A conversa com Brito, depois de uma reportagem, iluminava os caminhos. Era sempre ele quem dizia: “a notícia está aqui”. E estava. Leal e amigo, fazia de tudo para ajudar quem o acompanhava de caneta e bloquinho.

Numa viagem em 1990 para cobrir Fernando Collor na Espanha, fiz “dupla” com Brito, ambos em VEJA. Um certo dia ele me chamou de lado e disse: “Hoje tem uma sessão de fotos lá dentro do palácio, com o rei e a rainha – mas só fotógrafos podem entrar. Faz o seguinte: pega essa minha máquina, põe no pescoço, finge ser fotógrafo e vem comigo”. E assim foi.

A generosidade talvez tenha sido a grande marca de Brito – e foi ela, não há dúvida, que o levou a erguer um edifício profissional inigualável, o Brasil em preto e branco e em cores.

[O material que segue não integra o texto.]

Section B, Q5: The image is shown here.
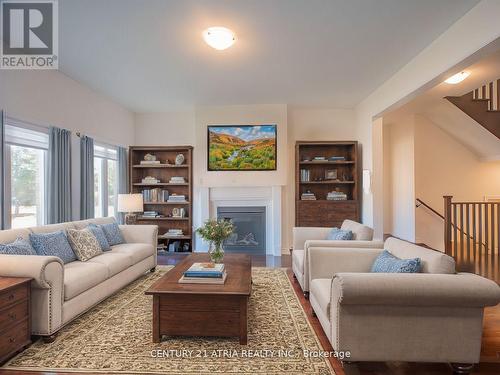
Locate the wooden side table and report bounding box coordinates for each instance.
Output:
[0,277,31,364]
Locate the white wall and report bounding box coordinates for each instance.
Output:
[356,0,500,238]
[0,70,134,219]
[134,110,195,146]
[415,115,500,251]
[383,115,415,242]
[136,104,356,253]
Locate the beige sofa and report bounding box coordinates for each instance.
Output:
[308,238,500,373]
[292,220,383,297]
[0,218,158,341]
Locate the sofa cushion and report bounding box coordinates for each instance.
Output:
[292,249,305,274]
[95,222,125,246]
[73,216,116,229]
[326,228,354,241]
[0,228,31,244]
[384,237,455,274]
[30,230,76,264]
[64,261,109,301]
[309,279,332,320]
[111,243,152,264]
[87,225,111,251]
[0,237,36,255]
[371,250,420,273]
[67,228,102,262]
[88,251,134,277]
[340,220,373,241]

Generosidade, aliás, é o que exala de um trabalho menos conhecido de Brito, Senhoras e Senhores, de 1992, feito a partir de uma bolsa da Fundação Vitae. Nele, fotografou pessoas com mais de 80 anos. Nas sessões de foto, levava um tecido vermelho e pedia aos personagens que o colocassem onde lhes parecesse mais conveniente. Batia as fotos – analógicas, então – e em seguida, fazia três ou quatro perguntas. No caso de Paulo Gracindo, virou toalha de mesa. Para Dom Hélder Câmara, um biombo. Ulysses Guimarães o pôs como colcha na cama.

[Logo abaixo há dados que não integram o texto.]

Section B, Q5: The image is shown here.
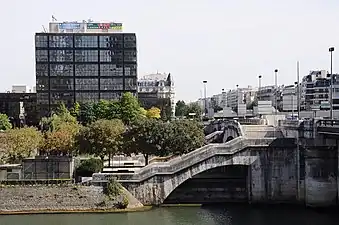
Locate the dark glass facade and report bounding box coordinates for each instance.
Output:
[35,33,137,114]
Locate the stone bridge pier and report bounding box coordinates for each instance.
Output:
[122,156,256,205]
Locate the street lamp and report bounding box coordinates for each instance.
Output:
[202,80,207,116]
[235,84,239,117]
[328,47,334,120]
[258,75,262,101]
[274,69,278,115]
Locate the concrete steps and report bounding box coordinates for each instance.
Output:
[242,125,284,138]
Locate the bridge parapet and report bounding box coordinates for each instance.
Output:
[92,137,275,183]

Uma das respostas de Gracindo para Brito, lida agora, parece refletir a própria travessia do fotógrafo: “Não se enjoa do carinho que os outros possam ter por você. Às vezes tem-se a sensação de que se é um bem público. Ter fama é ter responsabilidade”.

Brito morreu sexta-feira, aos 72 anos, de complicações de uma cirurgia no intestino. Teve pouco tempo para ecoar uma outra frase que Gracindo lhe havia dito: “Ficar mais velho é como mudar de casa. No começo você estranha o quarto, a sala, tudo. Depois, o tempo vai passando e você acaba se acostumando. Chega um momento em que você sabe de cor tudo entre a varanda e o quintal.”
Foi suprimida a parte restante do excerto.